Single-Ion Polymer-in-Salt Electrolytes Enabling Percolating Ionic Nanoaggregates for Ambient-Temperature Solid-State Batteries

Solid polymer electrolytes (SPEs) with high ion conduction and interfacial stability are crucial for advancing high-performance solid-state batteries. While tuning electrolytes with weak solvation structures shows promise in enhancing interfacial stability, it remains challenging to concurrently achieve high Li+ conductivity. Herein, we introduce a single-ion polymer-in-salt (SIP-in-salt) electrolyte, which not only provides additional charge carriers and enhanced salt compatibility via an ionic polymer backbone but also forms nanometric percolating ionic aggregates (p-AGGs) at high salt concentrations. Unlike state-of-the-art weak solvation structures, p-AGGs are found to be homogeneous, interconnected, and possess enhanced Li+-anion dissociation, allowing structural diffusion over reduced distances and continuous Li+ transport pathways.
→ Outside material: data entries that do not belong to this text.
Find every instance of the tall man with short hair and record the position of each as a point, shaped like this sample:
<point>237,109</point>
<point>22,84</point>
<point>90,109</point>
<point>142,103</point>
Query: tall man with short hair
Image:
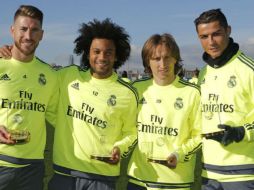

The SIP-in-salt electrolyte enables a 100-fold improvement in Li+ conductivity compared to traditional polymer-in-salt electrolytes, lowering the operational temperature of SPE-based solid-state batteries to 25 °C. This work demonstrates a promising strategy for advancing SPEs by tuning ionic solvation structures, paving the way for next-generation high-performance batteries.